Now they’re within the grasp of many organisations with a logistics or warehouse function.
- Fact: The global autonomous warehouse robotics market is expected to nearly double in size by 2025, reaching US$27.2 billion.
It’s likely that in 2024 and beyond autonomous vehicles and equipment will increasingly emerge as a key trend in the logistics and supply chain automation sector. Equipment that we’ve seen increasingly automated includes:
- Automated storage & retrieval: Robotic order picking systems and other storage or retrieval technology lets robots find, pick and move inventory around large warehouses – at a much faster rate than humans can and with less risk to safety. One company, Exotec, has already deployed over 2,000 such units around the globe.
- Automated trucking: It’s believed that use of self-driving trucks will be widespread long before self-driving cars. In fact, investor funding for this technology has ballooned since 2017, growing from US$0.1 billion to $5.6 billion in 2021.
- Automated delivery: Delivery drones are the final piece of the logistics puzzle, automating the last mile of delivery using either driving or flying robots.
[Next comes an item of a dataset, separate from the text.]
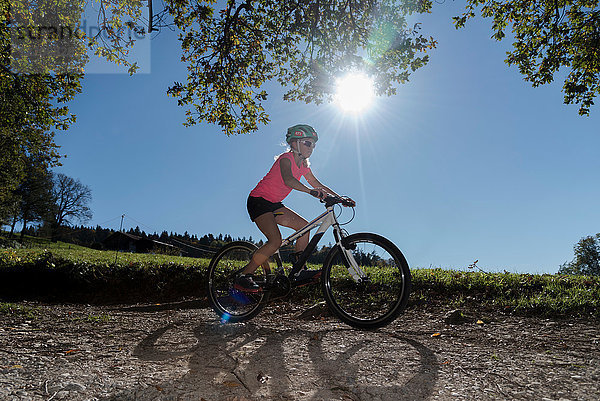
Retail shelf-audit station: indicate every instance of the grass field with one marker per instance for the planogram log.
(87, 272)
Starship Technologies is a company that uses small, six-wheeled drones to move goods within a small radius, and has completed 2 million deliveries as of 2021. Amazon Prime Air is leading the way in flying drones, offering 30-minute delivery to some customers thanks to this technology.
Robots such as these can offer huge benefits, including increasing safety and automating menial, repetitive tasks – and allowing human workers to focus on other value-adding activities.
Thanks to falling prices, automation for tasks like storage, retrieval and even delivery is becoming more accessible now for SMEs.Omnichannel retail means supply chains must keep up
Retailers and other business sectors are going omnichannel. That means their goal is to offer their customers a seamless shopping experience whether they shop in-store, online, via their phones or computers or through social media. No matter the platform, it’s all one experience, rather than siloed channels that don’t work together. Data theoretically transfers from one to the other without obstruction.
The supply chain in some areas isn’t keeping up with this trend, and that will cause tension between parties – especially in this age where customers expect fast delivery.
Digital transformation is key to going omnichannel
Here again digital transformation is key. The logistics and supply chain industry must be able to manage multiple customer channels, fulfilment models, payment options, and even facilities all in a seamless, interconnected way.
This level of synergy between physical and digital systems – and the processes and training required to manage them – sometimes requires significant transformation.
McKinsey identifies seven key building blocks to building an omnichannel supply chain, which involves a blend of process automation, re-evaluated fulfilment networks, customer-centric strategy and change management.
Keeping up with the omnichannel trend will ensure that your business can manage multiple selling channels and fulfilment models - and compete with larger companies.So where to from here for logistics & supply chain management?
When looking at industry trends, there often isn’t a key theme connecting all of them – but here in logistics and supply chain management, there is.
Customers expect better, faster shipping, while keeping prices as low as possible and improving sustainability. This has and will continue to put pressure on every step of the supply chain, requiring significant transformation in almost all facets of the industry.
For any business to compete, especially against large multinationals, our research shows that process optimisation, efficiency and relationship-building will all be critical in 2024 and beyond.